P-61 appears in a photo released by the National Park Service in August 2019.
P-61 appears in a photo released by the National Park Service in August 2019.

The male cat, known to local wildlife scientists as P-61, was the first GPS-collared mountain lion to cross the 10-lane freeway during the 17 years experts have studied the animals in and around the Santa Monica Mountains.

The California Highway Patrol responded to the Sepulveda Boulevard underpass at around 4 a.m. and moved P-61 out of motorists’ way, according to NPS. Animal control officers subsequently retrieved his body and notified the state Department of Fish and Wildlife and researchers at the Santa Monica Mountains National Recreation Area.

Another mountain lion might have prompted P-61 to cross the 405 again, officials said.

“Based on his GPS points, he had been staying close to the eastern edge of the 405 more recently,” NPS said in an Instagram post. “Over the last few years, we and others have gotten remote camera photos of an uncollared male mountain lion that apparently lives in that area. A negative encounter between the two could have caused P-61 to move back west.”

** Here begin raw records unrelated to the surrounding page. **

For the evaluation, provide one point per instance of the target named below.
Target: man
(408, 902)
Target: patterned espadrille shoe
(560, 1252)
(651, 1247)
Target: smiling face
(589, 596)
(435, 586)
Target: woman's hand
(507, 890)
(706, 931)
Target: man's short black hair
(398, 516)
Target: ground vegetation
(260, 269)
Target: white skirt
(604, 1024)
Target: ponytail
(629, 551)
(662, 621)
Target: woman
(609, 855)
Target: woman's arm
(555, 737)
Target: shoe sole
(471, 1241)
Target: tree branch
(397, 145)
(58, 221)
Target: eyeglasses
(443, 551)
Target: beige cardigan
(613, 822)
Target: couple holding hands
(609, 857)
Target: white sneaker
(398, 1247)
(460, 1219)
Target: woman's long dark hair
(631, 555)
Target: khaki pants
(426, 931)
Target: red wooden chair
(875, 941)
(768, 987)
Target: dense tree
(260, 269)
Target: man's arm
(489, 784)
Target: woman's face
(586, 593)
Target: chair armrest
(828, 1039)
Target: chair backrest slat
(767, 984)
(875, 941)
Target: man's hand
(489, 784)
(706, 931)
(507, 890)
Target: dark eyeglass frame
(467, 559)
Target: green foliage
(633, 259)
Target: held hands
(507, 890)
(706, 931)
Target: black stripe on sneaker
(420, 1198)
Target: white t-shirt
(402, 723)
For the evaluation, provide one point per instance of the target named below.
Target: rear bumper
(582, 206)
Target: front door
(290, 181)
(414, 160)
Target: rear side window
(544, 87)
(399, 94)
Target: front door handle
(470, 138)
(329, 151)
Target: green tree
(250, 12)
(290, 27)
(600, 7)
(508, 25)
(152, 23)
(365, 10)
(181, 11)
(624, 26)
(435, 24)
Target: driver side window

Male mountain lions are territorial and typically do not share the same habitat.

“Male mountain lions do not play well together, they do not share the same habitat. They need their own space, and so, possibly, they got into a scuffle,” Santa Monica Mountains spokeswoman Ana Beatriz Cholo told KTLA. “If that’s the case, then he was trying to get away from the other mountain lion.”

Officials captured P-61 in October 2017 on the eastern end of the Santa Monica Mountains. He was less than two years old and weighed 97 pounds. He weighed 119 pounds when scientists last made contact with him, NPS said.

At least 19 mountain lions have been struck to death by vehicles in the area monitored by the Park Service since 2002.

A month before P-61 was first captured, biologists found the remains of P-27, an adult male mountain lion who had dominated the eastern region mountains since at least 2013.

Authorities have been planning to build wildlife crossing bridges that would let mountain lions move safely across the 405 and 101, which have forced the big cats to stay in isolated habitats. This has led to low genetic diversity that’s threatening the animals’ long-term survival.

Mountain lions are not a threatened species in California, but environmentalists have argued  that a subpopulation of mountain lions in the state could face extinction. A nonprofit group called the Center for Biological Diversity last June submitted a petition to the state Fish and Game Commission seeking protective status for the animals.

“P-61’s tragic death underscores the larger threat facing Southern California mountain lions,” said J.P. Rose, an attorney with the group.  “They are hemmed in by freeways which prevent them from maintaining healthy populations and scientists predict they may go extinct in the next few decades unless things change. That’s why we petitioned state officials to protect mountain lions under the California Endangered Species Act, which would result in more wildlife crossings and safer roads.”